The Hidden Pitfalls of the Cosine Similarity Loss
Andrew Draganov, Sharvaree Vadgama, Erik J. Bekkers
TL;DR
The paper reveals that the cosine-similarity loss used in self-supervised learning can produce vanishing gradients in regimes of large embedding norms or antipodal positive pairs, and, counterintuitively, optimizing this loss drives embeddings to grow in magnitude, creating a convergence catch-22. It derives general, architecture-agnostic gradient expressions and shows these dynamics extend to InfoNCE losses, supported by empirical evidence of embedding-norm growth and slower training without normalization.

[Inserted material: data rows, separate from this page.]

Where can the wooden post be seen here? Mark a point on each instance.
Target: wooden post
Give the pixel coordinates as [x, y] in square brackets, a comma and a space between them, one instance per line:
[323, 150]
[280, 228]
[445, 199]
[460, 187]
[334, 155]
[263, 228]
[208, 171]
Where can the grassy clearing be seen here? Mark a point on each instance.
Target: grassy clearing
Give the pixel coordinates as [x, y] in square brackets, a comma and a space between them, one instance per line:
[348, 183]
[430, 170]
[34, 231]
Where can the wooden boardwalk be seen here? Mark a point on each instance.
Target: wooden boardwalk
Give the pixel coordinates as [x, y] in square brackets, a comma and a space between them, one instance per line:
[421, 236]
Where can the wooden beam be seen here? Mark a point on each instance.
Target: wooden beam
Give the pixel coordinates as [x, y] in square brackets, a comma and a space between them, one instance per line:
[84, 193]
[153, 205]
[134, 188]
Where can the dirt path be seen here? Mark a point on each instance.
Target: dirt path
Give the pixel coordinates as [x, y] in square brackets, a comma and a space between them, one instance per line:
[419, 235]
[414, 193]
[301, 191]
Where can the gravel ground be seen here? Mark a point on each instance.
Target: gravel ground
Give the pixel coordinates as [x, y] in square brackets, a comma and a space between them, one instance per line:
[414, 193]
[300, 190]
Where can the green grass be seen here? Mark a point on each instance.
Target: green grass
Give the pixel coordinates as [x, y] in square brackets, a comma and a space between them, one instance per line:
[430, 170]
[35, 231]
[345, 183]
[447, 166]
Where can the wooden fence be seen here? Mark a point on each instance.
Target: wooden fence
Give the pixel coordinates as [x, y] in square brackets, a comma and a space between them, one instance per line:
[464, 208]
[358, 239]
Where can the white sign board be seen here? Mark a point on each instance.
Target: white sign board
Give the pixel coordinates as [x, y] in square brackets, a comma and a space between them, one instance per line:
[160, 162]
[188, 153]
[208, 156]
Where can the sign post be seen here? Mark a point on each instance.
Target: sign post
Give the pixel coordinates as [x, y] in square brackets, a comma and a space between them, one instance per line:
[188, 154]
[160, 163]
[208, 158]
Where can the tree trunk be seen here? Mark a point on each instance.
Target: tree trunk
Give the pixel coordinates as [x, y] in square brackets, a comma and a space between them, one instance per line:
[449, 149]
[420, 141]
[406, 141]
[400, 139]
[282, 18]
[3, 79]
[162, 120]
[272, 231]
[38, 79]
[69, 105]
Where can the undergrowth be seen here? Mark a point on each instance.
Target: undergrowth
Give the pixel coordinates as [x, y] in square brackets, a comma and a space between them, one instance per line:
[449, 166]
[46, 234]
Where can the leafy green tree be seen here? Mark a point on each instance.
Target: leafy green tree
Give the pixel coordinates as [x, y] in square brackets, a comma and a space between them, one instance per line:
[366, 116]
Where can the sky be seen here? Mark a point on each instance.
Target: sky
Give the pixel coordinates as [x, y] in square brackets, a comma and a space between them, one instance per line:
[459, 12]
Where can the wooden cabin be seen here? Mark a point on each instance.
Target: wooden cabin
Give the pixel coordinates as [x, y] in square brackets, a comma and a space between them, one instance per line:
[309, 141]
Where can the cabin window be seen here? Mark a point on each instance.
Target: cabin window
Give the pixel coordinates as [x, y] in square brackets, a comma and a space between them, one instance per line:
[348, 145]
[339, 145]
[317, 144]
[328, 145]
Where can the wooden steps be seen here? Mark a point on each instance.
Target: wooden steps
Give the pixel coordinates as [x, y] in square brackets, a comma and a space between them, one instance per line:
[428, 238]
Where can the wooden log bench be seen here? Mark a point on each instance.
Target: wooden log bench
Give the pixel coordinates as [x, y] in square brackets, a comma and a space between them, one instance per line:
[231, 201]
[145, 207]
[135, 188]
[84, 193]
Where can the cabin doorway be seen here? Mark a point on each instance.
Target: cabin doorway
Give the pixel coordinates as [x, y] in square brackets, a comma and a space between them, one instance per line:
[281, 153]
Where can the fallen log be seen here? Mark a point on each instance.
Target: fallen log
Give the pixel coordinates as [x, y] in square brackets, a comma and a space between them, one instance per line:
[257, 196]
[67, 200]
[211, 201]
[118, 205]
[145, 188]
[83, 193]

To mitigate the issue, it introduces cut-initialization, a simple pretraining weight-scaling technique, recommending $c=3$ for contrastive and $c=9$ for non-contrastive methods, which, together with $\\ell_2$-normalization, accelerates convergence across multiple SSL architectures and datasets. The work also analyzes the opposite-halves effect and concludes it has limited practical impact, reinforcing the practical value of proper normalization and initialization strategies in SSL.
Abstract
We show that the gradient of the cosine similarity between two points goes to zero in two under-explored settings: (1) if a point has large magnitude or (2) if the points are on opposite ends of the latent space. Counterintuitively, we prove that optimizing the cosine similarity between points forces them to grow in magnitude. Thus, (1) is unavoidable in practice. We then observe that these derivations are extremely general -- they hold across deep learning architectures and for many of the standard self-supervised learning (SSL) loss functions. This leads us to propose cut-initialization: a simple change to network initialization that helps all studied SSL methods converge faster.